И верю в это, всматриваясь ненароком, в глаза, проходящего мимо индуса. Походка моя легка, ведь только что, отнесла игрушки, мягкие детские - дочери младшей. Сколько лет, спрашиваете... смешно - все, оборачивающиеся на меня, несущую громадный, просвечивающий пакет с мишками, слоном фиолетовым и другими мордашками животного мира с бусинками-глазами, похоже, тоже хотели задать этот дивный вопрос.
Не два. И не шесть. Намного больше. Но, по сей день, я разгребаю жизненное пространство дочери. Да и своё заодно. Поскольку, я — парижанка, то знаю много тайн. Например, в определённый момент, надо, не обращая внимание на обиды детей — о, ты меня выкидываешь из своей жизни, провести разделительную черту, разсексуалив жизнь родителей и младшеньких. Позже, они поймут, что ты не зря собирал вещи ребятёночка со всей квартирки, полочекзакуточков и относил, и отвозиииил. Замкнуто глотая обидные слова и, пробивающие насквозь, взгляды.
Детей невозможно выкинуть из себя, отрезав пуповину — не значит — отделиться. И проявки шагреневой кожи — родительские, маминыпапины. Парижские. Нашенские.
То ли ночь грозовая, встряхнула осенней берёзовой гривой, пробивая ветвями балконное окно, то ли кофе турочнотый добавил французского. Наверное, мне надо завести старенький "пежо" и уехать в провинцию, где виноградники и отсутствуют клошары. Один мой начальник, когда я старательно красила подоконник любимого офиса, а потом, дурачась, докрашивала краску по трещинкам некожи моих белых сапожек а-ля-итальяно, качал головой.
- Что это вы делаете с обувью, словно клошар.
- Это у русских — бомжи, а у нас — клошары.
- Во Франции все мадам — искренне считают себя мадемуазель.
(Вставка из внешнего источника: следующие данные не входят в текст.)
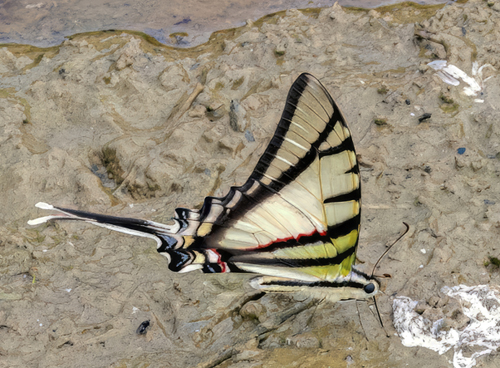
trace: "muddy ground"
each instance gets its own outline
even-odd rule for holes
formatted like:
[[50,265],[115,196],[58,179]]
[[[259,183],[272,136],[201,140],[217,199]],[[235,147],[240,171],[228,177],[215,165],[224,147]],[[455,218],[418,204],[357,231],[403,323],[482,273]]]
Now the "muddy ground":
[[[194,49],[121,31],[0,48],[0,366],[449,367],[452,351],[401,345],[391,305],[405,295],[439,314],[443,286],[500,282],[499,10],[334,6]],[[435,59],[496,70],[466,96]],[[371,303],[254,300],[251,276],[172,273],[150,240],[26,224],[46,214],[38,201],[169,222],[224,195],[252,171],[301,72],[343,108],[360,155],[361,267],[410,225],[377,270],[392,276],[378,298],[390,337]]]

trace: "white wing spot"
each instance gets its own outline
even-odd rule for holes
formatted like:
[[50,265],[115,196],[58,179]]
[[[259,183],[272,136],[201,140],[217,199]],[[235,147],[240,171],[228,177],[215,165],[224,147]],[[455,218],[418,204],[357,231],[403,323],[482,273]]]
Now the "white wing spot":
[[298,144],[298,143],[297,143],[297,142],[295,142],[295,141],[292,141],[290,138],[285,138],[285,141],[287,141],[287,142],[289,142],[289,143],[291,143],[291,144],[293,144],[293,145],[295,145],[295,146],[297,146],[297,147],[299,147],[299,148],[303,149],[303,150],[304,150],[304,151],[306,151],[306,152],[308,151],[308,149],[307,149],[307,148],[305,148],[304,146],[302,146],[302,145]]
[[290,165],[290,166],[293,166],[293,164],[292,164],[290,161],[288,161],[287,159],[284,159],[284,158],[283,158],[283,157],[281,157],[281,156],[276,156],[276,158],[277,158],[277,159],[280,159],[281,161],[283,161],[284,163],[286,163],[286,164],[288,164],[288,165]]
[[295,121],[290,121],[293,125],[295,125],[296,127],[299,127],[300,129],[302,129],[304,132],[308,133],[309,131],[304,128],[302,125],[296,123]]
[[273,178],[273,177],[272,177],[272,176],[270,176],[270,175],[267,175],[267,174],[263,174],[263,175],[264,175],[264,177],[268,178],[268,179],[269,179],[269,180],[271,180],[271,181],[275,181],[275,180],[276,180],[276,178]]

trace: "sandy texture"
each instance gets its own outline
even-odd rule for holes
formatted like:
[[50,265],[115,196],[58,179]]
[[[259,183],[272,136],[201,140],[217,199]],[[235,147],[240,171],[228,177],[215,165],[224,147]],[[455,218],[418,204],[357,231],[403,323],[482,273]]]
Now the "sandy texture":
[[[492,78],[469,97],[426,65],[499,69],[499,10],[334,6],[188,50],[121,32],[1,48],[0,366],[449,366],[448,353],[401,345],[391,299],[460,325],[441,287],[500,281],[497,71],[484,68]],[[304,71],[342,106],[360,155],[365,269],[411,226],[377,271],[392,276],[378,299],[391,337],[368,303],[253,297],[246,275],[168,271],[153,241],[26,225],[38,201],[168,222],[175,207],[225,194],[251,172]]]

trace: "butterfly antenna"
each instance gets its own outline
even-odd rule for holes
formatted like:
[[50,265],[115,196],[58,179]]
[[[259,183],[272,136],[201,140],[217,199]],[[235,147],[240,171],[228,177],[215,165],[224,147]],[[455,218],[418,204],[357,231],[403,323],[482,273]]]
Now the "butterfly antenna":
[[[373,274],[375,273],[375,269],[377,268],[378,264],[382,261],[382,259],[384,259],[385,255],[387,253],[389,253],[389,251],[392,249],[392,247],[398,242],[401,240],[401,238],[403,236],[405,236],[408,231],[410,230],[410,225],[408,225],[406,222],[403,222],[403,224],[405,225],[406,227],[406,230],[403,231],[403,234],[401,234],[394,243],[392,243],[386,250],[385,252],[379,257],[377,263],[375,263],[375,266],[373,266],[373,270],[372,270],[372,277],[373,277]],[[375,304],[375,310],[377,311],[377,316],[378,316],[378,321],[380,322],[380,326],[382,326],[382,329],[384,330],[385,332],[385,336],[387,337],[390,337],[389,334],[387,333],[387,330],[385,329],[385,326],[384,326],[384,322],[382,322],[382,316],[380,315],[380,311],[378,309],[378,304],[377,304],[377,298],[374,296],[373,297],[373,304]]]
[[385,332],[385,336],[390,337],[389,334],[387,333],[387,330],[385,329],[384,322],[382,322],[382,316],[380,315],[380,312],[378,310],[377,298],[375,297],[373,297],[373,304],[375,304],[375,310],[377,311],[378,321],[380,322],[380,326],[382,326],[382,330],[384,330]]
[[[403,222],[403,224],[406,226],[406,230],[405,230],[405,231],[403,232],[403,234],[401,234],[401,235],[399,236],[399,238],[397,238],[397,239],[396,239],[396,241],[395,241],[394,243],[392,243],[392,244],[391,244],[391,245],[390,245],[390,246],[389,246],[389,247],[385,250],[385,252],[384,252],[384,253],[383,253],[383,254],[379,257],[379,259],[378,259],[377,263],[375,263],[375,266],[373,266],[372,277],[373,277],[373,274],[375,273],[375,269],[377,268],[377,266],[378,266],[378,264],[380,263],[380,261],[382,261],[382,260],[384,259],[385,255],[386,255],[387,253],[389,253],[389,251],[392,249],[392,247],[393,247],[393,246],[394,246],[394,245],[395,245],[398,241],[400,241],[400,240],[401,240],[401,238],[402,238],[403,236],[405,236],[405,235],[408,233],[408,231],[410,230],[410,225],[408,225],[406,222]],[[375,303],[375,305],[377,305],[377,303]]]

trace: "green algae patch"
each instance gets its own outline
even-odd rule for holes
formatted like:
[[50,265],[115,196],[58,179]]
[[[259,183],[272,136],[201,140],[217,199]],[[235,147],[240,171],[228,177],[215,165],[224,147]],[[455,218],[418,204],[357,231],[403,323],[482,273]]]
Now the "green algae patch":
[[446,4],[420,5],[411,1],[381,6],[375,10],[382,16],[391,15],[391,23],[419,23],[434,16]]
[[37,139],[30,132],[32,125],[31,106],[24,98],[16,98],[16,100],[24,107],[24,115],[26,116],[20,123],[19,131],[22,133],[21,142],[32,154],[41,154],[47,152],[50,147],[42,140]]
[[452,105],[449,105],[449,104],[443,104],[441,106],[439,106],[439,108],[446,114],[451,114],[451,113],[454,113],[454,112],[457,112],[458,111],[458,108],[460,107],[459,104],[457,103],[454,103]]
[[460,107],[460,105],[456,103],[453,98],[444,93],[439,95],[439,101],[441,102],[439,108],[446,114],[457,112]]
[[444,93],[441,93],[439,95],[439,99],[444,102],[445,104],[453,104],[455,103],[455,101],[453,100],[453,98],[451,98],[450,96],[448,95],[445,95]]
[[241,78],[235,80],[233,82],[233,85],[231,86],[231,89],[234,91],[234,90],[240,88],[240,86],[243,84],[244,81],[245,81],[245,77],[241,77]]
[[117,185],[123,182],[124,171],[116,155],[116,149],[104,147],[100,153],[102,165],[106,168],[108,177],[115,181]]
[[219,92],[221,89],[224,88],[224,83],[222,82],[217,82],[214,87],[214,92]]
[[14,93],[16,93],[16,89],[14,87],[1,88],[0,89],[0,98],[13,97]]
[[377,93],[379,95],[385,95],[385,94],[387,94],[387,92],[389,92],[389,90],[387,89],[386,86],[382,86],[382,87],[377,88]]
[[489,257],[491,264],[500,267],[500,259],[496,257]]
[[28,101],[26,101],[25,98],[17,98],[17,100],[24,107],[24,111],[23,112],[24,112],[24,115],[26,115],[26,119],[25,120],[27,120],[28,123],[31,123],[33,120],[31,118],[31,106],[30,106],[30,104],[28,103]]
[[26,73],[27,70],[38,66],[38,64],[40,64],[40,62],[43,60],[44,56],[51,59],[59,53],[59,46],[36,47],[24,44],[2,43],[0,44],[0,48],[2,47],[6,47],[7,50],[9,50],[9,52],[11,52],[17,58],[26,56],[32,60],[31,63],[25,65],[22,68],[23,73]]
[[186,32],[175,32],[175,33],[170,33],[168,35],[168,37],[170,38],[177,38],[177,37],[188,37],[189,34],[187,34]]
[[483,265],[484,267],[492,266],[490,270],[497,270],[500,267],[500,259],[488,256],[488,260],[484,261]]
[[[124,33],[132,35],[132,36],[138,36],[139,38],[143,39],[144,41],[151,44],[152,46],[167,47],[166,45],[159,42],[156,38],[154,38],[154,37],[152,37],[144,32],[123,30],[123,29],[111,29],[111,30],[106,30],[106,31],[75,33],[74,35],[68,36],[67,38],[70,41],[86,40],[88,43],[92,43],[95,45],[95,43],[92,41],[99,41],[100,42],[108,37],[121,36]],[[125,40],[125,41],[127,41],[127,40]],[[104,47],[102,47],[101,50],[106,48],[106,46],[108,46],[108,44],[103,42],[103,46]]]
[[373,120],[373,122],[375,123],[375,125],[378,125],[378,126],[387,125],[387,119],[386,118],[375,118]]

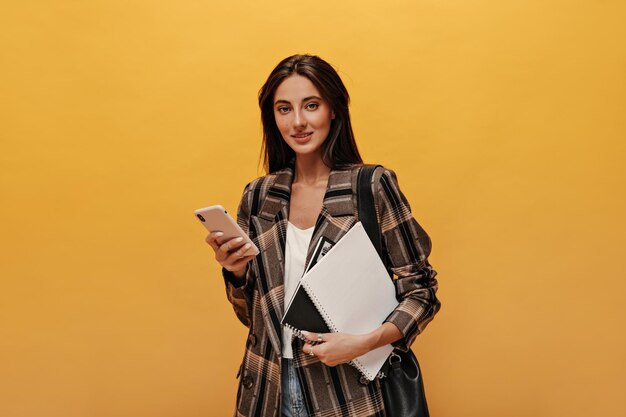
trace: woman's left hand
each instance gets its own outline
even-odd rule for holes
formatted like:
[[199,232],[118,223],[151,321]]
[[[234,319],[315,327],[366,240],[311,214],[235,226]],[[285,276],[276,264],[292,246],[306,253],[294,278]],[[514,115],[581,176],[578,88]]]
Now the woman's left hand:
[[311,333],[305,331],[302,334],[310,342],[319,342],[320,338],[318,338],[318,335],[321,336],[321,343],[306,343],[302,351],[310,355],[312,348],[313,355],[317,356],[324,365],[328,366],[350,362],[352,359],[364,355],[370,350],[368,348],[367,335]]

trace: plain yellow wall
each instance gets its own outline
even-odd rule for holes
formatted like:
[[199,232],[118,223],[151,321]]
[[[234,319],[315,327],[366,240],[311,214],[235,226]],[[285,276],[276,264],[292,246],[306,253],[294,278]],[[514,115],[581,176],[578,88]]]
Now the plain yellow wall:
[[314,53],[431,235],[433,417],[626,415],[623,1],[4,1],[0,415],[230,415],[246,329],[193,210]]

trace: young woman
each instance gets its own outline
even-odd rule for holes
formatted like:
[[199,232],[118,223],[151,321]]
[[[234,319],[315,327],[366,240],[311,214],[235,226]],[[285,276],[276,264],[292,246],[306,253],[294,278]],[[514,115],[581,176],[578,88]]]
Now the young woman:
[[228,299],[250,329],[237,416],[384,416],[379,381],[368,382],[347,362],[389,343],[407,351],[440,308],[430,239],[395,173],[379,167],[372,191],[399,306],[369,334],[307,334],[319,344],[280,324],[319,239],[337,242],[359,221],[355,186],[363,162],[348,103],[339,75],[321,58],[281,61],[259,91],[268,175],[245,187],[237,212],[260,254],[243,256],[241,239],[222,241],[216,232],[206,238]]

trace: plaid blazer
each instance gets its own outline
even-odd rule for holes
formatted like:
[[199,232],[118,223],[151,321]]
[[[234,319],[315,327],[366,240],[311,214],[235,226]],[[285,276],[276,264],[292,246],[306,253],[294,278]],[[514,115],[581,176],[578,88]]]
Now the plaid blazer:
[[[333,170],[321,212],[313,229],[306,265],[321,237],[337,242],[357,221],[356,176],[360,165]],[[246,185],[237,222],[260,250],[250,261],[245,282],[237,287],[222,269],[226,294],[239,320],[249,329],[237,373],[236,416],[279,416],[281,410],[281,324],[284,306],[284,254],[293,164]],[[441,306],[435,296],[436,272],[428,262],[431,242],[411,214],[393,171],[379,167],[372,180],[383,245],[383,261],[394,273],[399,306],[386,321],[403,338],[396,348],[407,351]],[[329,367],[302,353],[292,339],[294,364],[310,416],[385,416],[378,380],[369,382],[356,368]]]

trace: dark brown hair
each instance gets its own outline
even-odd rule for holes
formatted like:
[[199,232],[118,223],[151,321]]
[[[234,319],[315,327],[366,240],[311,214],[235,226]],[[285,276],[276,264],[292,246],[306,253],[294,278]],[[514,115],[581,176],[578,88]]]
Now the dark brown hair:
[[362,164],[363,160],[354,140],[348,104],[350,96],[337,71],[315,55],[292,55],[280,61],[259,90],[259,107],[263,123],[263,166],[269,174],[283,169],[295,157],[293,149],[284,141],[274,118],[274,94],[289,76],[298,74],[308,78],[335,112],[328,137],[322,144],[322,160],[330,169]]

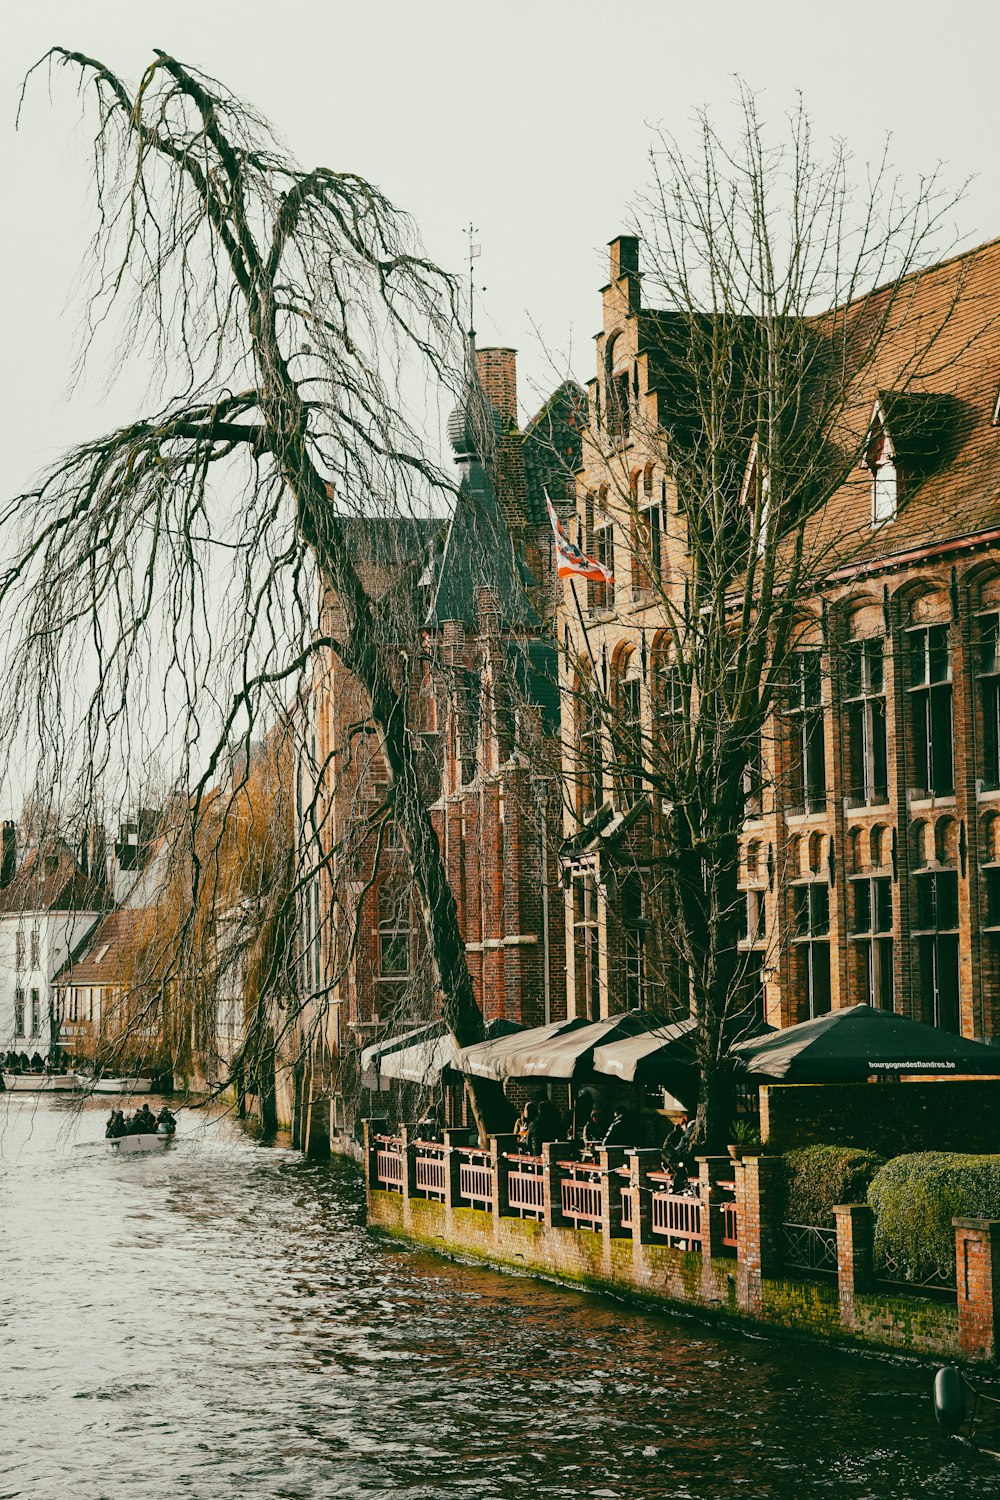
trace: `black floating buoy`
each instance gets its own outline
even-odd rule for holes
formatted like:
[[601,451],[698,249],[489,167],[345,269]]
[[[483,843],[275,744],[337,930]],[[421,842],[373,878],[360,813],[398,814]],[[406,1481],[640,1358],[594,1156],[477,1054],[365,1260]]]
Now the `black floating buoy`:
[[956,1365],[942,1365],[934,1376],[934,1415],[947,1437],[965,1421],[965,1381]]

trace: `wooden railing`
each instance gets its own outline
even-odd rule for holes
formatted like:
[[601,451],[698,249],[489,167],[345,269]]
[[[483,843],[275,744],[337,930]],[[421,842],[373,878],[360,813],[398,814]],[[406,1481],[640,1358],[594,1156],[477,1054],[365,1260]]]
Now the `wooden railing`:
[[581,1224],[600,1229],[605,1193],[600,1167],[580,1161],[561,1161],[559,1166],[567,1173],[561,1184],[563,1218],[571,1219],[577,1229]]
[[493,1156],[481,1146],[453,1146],[459,1157],[458,1196],[471,1208],[492,1209],[496,1184]]
[[652,1232],[663,1235],[679,1250],[700,1250],[701,1199],[670,1192],[668,1172],[650,1172],[649,1176],[652,1182],[665,1184],[653,1189]]
[[406,1184],[406,1161],[403,1156],[403,1140],[398,1135],[377,1135],[378,1150],[375,1153],[375,1175],[380,1188],[390,1193],[401,1193]]
[[505,1160],[511,1164],[507,1173],[507,1204],[511,1213],[541,1222],[545,1218],[542,1158],[509,1152]]
[[737,1220],[736,1204],[723,1203],[722,1205],[722,1243],[727,1250],[737,1248]]
[[615,1175],[625,1179],[619,1189],[622,1195],[621,1224],[622,1233],[631,1234],[635,1223],[635,1189],[631,1186],[632,1172],[629,1167],[616,1167]]
[[413,1186],[425,1198],[443,1203],[448,1196],[445,1148],[436,1141],[414,1141]]

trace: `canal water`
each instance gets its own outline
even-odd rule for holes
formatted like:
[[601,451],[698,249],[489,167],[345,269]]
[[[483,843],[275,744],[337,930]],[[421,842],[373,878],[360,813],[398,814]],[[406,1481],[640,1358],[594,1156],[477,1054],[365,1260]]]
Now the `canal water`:
[[1000,1497],[928,1373],[369,1235],[355,1170],[0,1096],[0,1500]]

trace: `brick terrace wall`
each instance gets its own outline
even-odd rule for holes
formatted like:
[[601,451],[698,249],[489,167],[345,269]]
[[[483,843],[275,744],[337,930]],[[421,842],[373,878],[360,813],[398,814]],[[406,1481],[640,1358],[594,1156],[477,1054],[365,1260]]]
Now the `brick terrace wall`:
[[771,1151],[865,1146],[907,1151],[996,1151],[1000,1081],[774,1084],[760,1091],[760,1128]]
[[[496,1149],[495,1161],[506,1149],[502,1138]],[[614,1217],[603,1233],[567,1227],[552,1212],[559,1195],[554,1165],[547,1223],[416,1197],[412,1172],[406,1174],[404,1194],[373,1187],[369,1178],[368,1222],[444,1254],[473,1255],[501,1267],[660,1306],[693,1308],[744,1325],[922,1356],[996,1359],[1000,1224],[956,1222],[957,1303],[872,1287],[870,1222],[865,1217],[870,1210],[856,1205],[838,1210],[837,1278],[808,1278],[780,1264],[780,1225],[768,1191],[772,1165],[762,1158],[737,1168],[745,1232],[741,1228],[735,1258],[713,1253],[711,1242],[698,1253],[673,1248],[662,1239],[651,1241],[648,1210],[635,1215],[631,1232],[621,1231]],[[648,1195],[648,1166],[641,1153],[632,1157],[631,1183],[640,1195]],[[617,1191],[624,1179],[607,1181]],[[709,1198],[706,1192],[703,1202]]]

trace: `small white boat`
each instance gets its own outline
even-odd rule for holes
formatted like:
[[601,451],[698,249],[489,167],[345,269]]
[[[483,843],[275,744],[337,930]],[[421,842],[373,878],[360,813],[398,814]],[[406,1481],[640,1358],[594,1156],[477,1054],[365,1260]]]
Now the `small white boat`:
[[75,1073],[4,1073],[3,1086],[14,1093],[70,1094],[83,1088]]
[[91,1094],[151,1094],[151,1078],[85,1078],[83,1087]]
[[109,1146],[114,1146],[119,1152],[122,1151],[165,1151],[174,1138],[173,1131],[157,1131],[155,1135],[120,1135],[116,1139],[108,1141]]

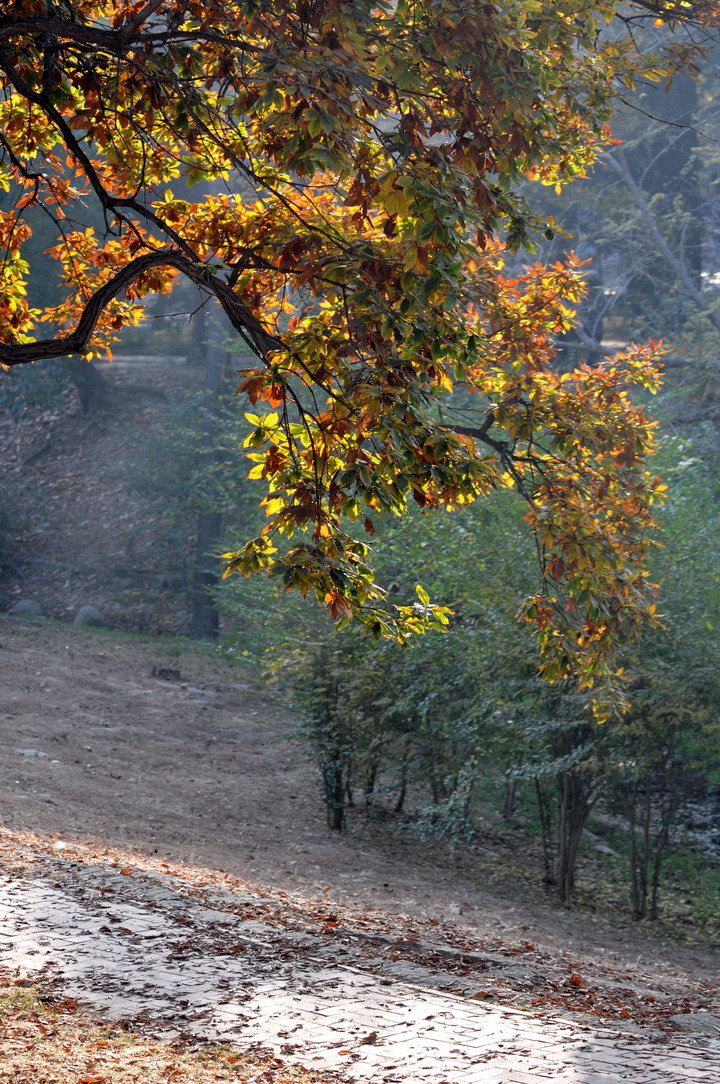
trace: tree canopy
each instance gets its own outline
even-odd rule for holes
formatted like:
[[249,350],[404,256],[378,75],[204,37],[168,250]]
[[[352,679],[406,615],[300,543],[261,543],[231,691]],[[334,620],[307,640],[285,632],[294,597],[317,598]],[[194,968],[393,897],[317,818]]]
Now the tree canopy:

И, знаете? Я им верю.
Так говорил мой нескладный, очень высокий, интеллигентный начальник. Дартаньяновский.
Солнце тогда светило необычайно яркорадужно - хотелось упасть и лететь. С подоконника ли... В краску ли... Когда ты - мадемуазель, так бывает. Время смазывается, состояние «мадам» размывает набегающее море с крупинками счастья. Изумрудность парижанки, твёрдо стоящей на ногах, независимо от предельности жизненных сапожек.
Впереди меня, покачивая округлостью - пышнотой в чёрных шёлковотурецких эксклюзивах и, выдающейся грандиозным фрегатом, грудью - с цветами и сумкой наперевес, шествует парижанка.
Ооооо... не один шейх продал бы гарем, чтобы заполучить это осознание собственного достоинства. Эту пышность, стержневую непорочность, лукаво спрятавшую множественное удовольствие. Эту прочность и стойкость, это выживание в любых условиях. ЭТО! Парижанка!
Возле института технологий и информаций, современного виртуального отключения от жизни с её деревьями, небом, солнцем и дождевыми каплями, сидит на корточках парень в серой шляпе с небольшими полями. Я сразу понимаю, что он — парижанин. То ли по взгляду серых глаз с поволокой, смотрящих мимо круговоротного мира между автобусной остановкой и спуском к институту современности с грачеобразными, суетящимися студентами разновозрастными, разнонациональными. То ли по неправильноочерченному, припухлому рту, притягивающему взгляд, и жёсткому подбородку. То ли...
Ну, вы меня понимаете, только парижанин может оставаться непоколебимосексуальным и столь невозмутимопривлекательным среди осеннего делового утра. Среди суеты центра мира. Отрешённо, присев на корточки.
Наши глаза встречаются и проникают друг в друга. Витиеватая кофточка осязает грудь, джинсы на пределе тактильных ощущений, но на самых предательских местах, где у женщин наращиваются лишние килограммные граммы, чётко видны пробелы и морщинки изящной похуделости. Свобода движений и парижанистость, мощной аурой окутывают меня. Парижанин это чувствует...
А я... Лёгким штилем, моя фигура исчезает, оставив дополнением к его ощущениям, и шанельный ошалевший водоворот, и стройную мягкость линий лёгкого вечернего чёрного платья, которое никогда не висело в моём шкафу.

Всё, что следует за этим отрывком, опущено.